Cechą propagandy opozycji jest chamstwo i prymityw. Tym się różni etyczny standard protestów KOD od dawnych demonstracji, do których tradycji rzekomo się odwołuje. Nasze dawne działania, tak jak sięgam pamięcią, były ruchem oporu przeciwko komunistycznej opresji, ale nigdy nie były adresowane do żadnych niskich pobudek ani instynktów. Różnie można by o tym mówić, szukać rozmaitych interpretacji, ale jedno jest pewne - chodzi o istotę rzeczy. Wtedy walczyliśmy przeciwko wszystkiemu co złe, byliśmy po stronie wszystkiego co dobre. Po naszej stronie były wartości najwyższe, najlepsza tradycja wysokiej polskiej kultury, można zaryzykować twierdzenie - najwyższy poziom artystyczny języka naszej komunikacji. Byliśmy po jasnej stronie.
Bóg, Honor i Ojczyzna.
Protest KOD nie jest kopią, ani nawet niezdarną kalką historycznego ruchu antykomunistycznej opozycji - jest jej przeciwieństwem. Tak jest, ponieważ Oni, a dzisiaj ich nastepcy - pozostali po tej samej stronie, po której byli wtedy.
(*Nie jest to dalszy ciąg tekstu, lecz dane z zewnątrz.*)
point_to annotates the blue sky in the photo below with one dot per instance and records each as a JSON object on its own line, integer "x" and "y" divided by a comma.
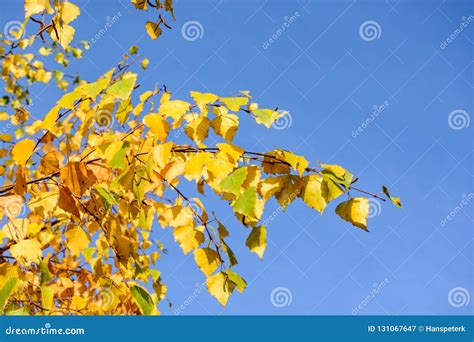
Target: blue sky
{"x": 329, "y": 73}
Oni nas tylko udają.
Teraz jest to tylko prymitywne naśladownictwo tego, co kiedyś robiliśmy. Wtedy i dzisiaj oni swoją propagandę adresowali do najniższych instynktów, posługując się prymitywną komunikacją i językiem skojarzeń na poziomie układu wydalniczego. Pisior. Nie ma sensu szukanie przykładów ani dokumentacji. To jest po prostu obrzydliwe intelektualnie. Najważniejszym poziomem tworzącej się wspólnoty chamstwa jest nienawiść i pogarda do politycznego wroga, budowana na wyimaginowanej osnowie kłamstwa. Kiedyś mówili o nas - zapluty karzeł reakcji. Ten sam poziom.
Niestety, tak jest. Nawet gdy chodzi o konstrukcję czarnej propagandy do użytku tak zwanych intelektualistów kultury wysokiej. Weźmy ostatnia demonstrację Krystyny Jandy. Szacowna i zasłużona aktorka najprawdopodobniej pojęcia nie ma, że operuje w przestrzeni kłamstwa, o rzekomym dzieleniu Polaków na tych lepszych i tych gorszego sortu. To od samego początku jest kłamstwem i manipulacją. Ani Jarosław Kaczyński ani nikt z PiS nigdy nie powiedział niczego, co miałoby być oznaką zamiaru dzielenia Polaków na podstawie jakiegokolwiek kryterium. A sprawa tekstu o innym "sorcie" jest manipulacją, jest wyjęciem tego konkretnego słowa z kontekstu i włożeniem w inny. Taka aktorka jak Krystyna Janda powinna wiedzieć jakie znaczenie dla słowa, ma kontekst. Mimo wielokrotnego pokazywania jak było naprawdę, propaganda Platformy Obywatelskiej i KOD kurczowo uczepiła się tego kłamstwa i rozpowszechnia toksyczne skojarzenie, wspierające pogardę, nienawiść i strach.
Niestety, jest to metoda czarnej propagandy Hitlera i Stalina, którzy z właściwym sobie sadyzmem posługiwali się nienawiścią i pogardą do przeciwnika, tak długo, aż przerodziła się w totalitarne zło.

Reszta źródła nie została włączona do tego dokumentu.